Sebagian besar muballigh NU menganggap bahwa dakwah itu adalah berceramah. Mereka lupa bahwa dakwah merupakan proses yang cukup panjang dan di dalamnya terjalin intimasi antara da'i (sebagai penyampai dakwah) dan mad'u (sebagai pihak yang disampaikan dakwah).
Ketidaksiapan menghadapi kompetisi itu ditandai dengan:
1. Tidak adanya kesiapan di dalam menyajikan materi dakwah:
2. Keengganan mengubah metodologi dakwah:
3. Ketidakmampuan merespon perubahan paradigma keislaman yang berkembang di masyarakat:
4. Ketidakseriusan menggarap dakwah sebagai ladang perjuangan.
Yang sangat disayangkan, ketidaksiapan itu ditutupi dengan melakukan "serangan" negatif kepada pihak kompetitor.

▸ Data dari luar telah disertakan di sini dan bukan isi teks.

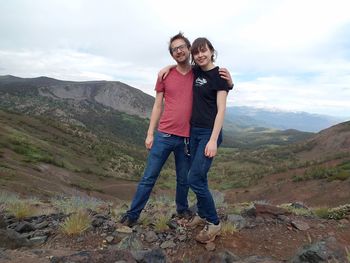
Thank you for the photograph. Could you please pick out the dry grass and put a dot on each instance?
(227, 228)
(161, 223)
(20, 209)
(76, 223)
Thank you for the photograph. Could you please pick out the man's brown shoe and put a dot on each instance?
(196, 221)
(209, 233)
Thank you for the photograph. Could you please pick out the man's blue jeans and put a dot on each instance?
(163, 145)
(198, 174)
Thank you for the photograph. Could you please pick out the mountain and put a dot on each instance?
(113, 94)
(281, 120)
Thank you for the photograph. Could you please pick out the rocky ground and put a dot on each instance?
(264, 233)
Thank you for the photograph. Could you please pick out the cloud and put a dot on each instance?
(289, 54)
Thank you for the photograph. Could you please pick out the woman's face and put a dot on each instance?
(203, 57)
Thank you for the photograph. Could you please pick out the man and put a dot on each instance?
(173, 131)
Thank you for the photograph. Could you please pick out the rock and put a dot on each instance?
(265, 210)
(151, 236)
(97, 222)
(109, 239)
(38, 240)
(299, 205)
(2, 222)
(41, 225)
(172, 224)
(321, 251)
(124, 229)
(259, 259)
(284, 219)
(237, 220)
(210, 246)
(168, 244)
(130, 242)
(154, 256)
(96, 257)
(300, 225)
(24, 227)
(11, 239)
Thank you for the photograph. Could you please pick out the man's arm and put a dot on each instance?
(155, 116)
(225, 74)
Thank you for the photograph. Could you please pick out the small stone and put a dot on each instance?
(210, 246)
(151, 236)
(124, 229)
(168, 244)
(109, 239)
(300, 225)
(41, 225)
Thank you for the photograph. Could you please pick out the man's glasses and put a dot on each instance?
(181, 48)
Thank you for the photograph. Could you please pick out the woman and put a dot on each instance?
(208, 110)
(210, 89)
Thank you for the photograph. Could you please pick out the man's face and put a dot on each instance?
(179, 51)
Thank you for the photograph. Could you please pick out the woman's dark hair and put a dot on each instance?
(199, 44)
(180, 35)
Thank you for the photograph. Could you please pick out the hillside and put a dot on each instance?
(113, 94)
(42, 157)
(98, 105)
(302, 171)
(282, 120)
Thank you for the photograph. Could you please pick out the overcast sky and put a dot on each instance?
(292, 55)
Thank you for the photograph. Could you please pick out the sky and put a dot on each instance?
(290, 55)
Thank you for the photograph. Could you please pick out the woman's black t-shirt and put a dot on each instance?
(206, 84)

Sebagian malah memilih untuk meminjam kuasa negara sebagai alat memenangkan kompetisi dakwah.
Padahal, dengan memperbaiki keempat poin kerja dakwah di atas, kalangan Aswaja (NU) diprediksi bisa memenangkan kompetisi dakwah.
Berteriak keras-keras bahwa banyak masjid menampilkan penceramah radikal dan intoleran adalah upaya yang sia-sia, jika para kyai dan ustadz NU--khususnya di wilayah jabodetabek atau kota lainnya--masih malas menghadiri sholat berjamaah di masjid. Teriakan itu juga akan mengakibatkan radang tenggorokan jika para kyai dan ustadz NU--khususnya di Jabodetabek--enggan melakukan revisi kinerja dakwah mereka.
Yang perlu diingat:
Bahwa banyaknya orang-orang yang keras hatinya (kalau bisa dikatakan begitu) untuk memimpin Masjid merupakan HUKUMAN dari Allah bagi orang2 yang lembut hatinya, tapi malas meramaikan masjid...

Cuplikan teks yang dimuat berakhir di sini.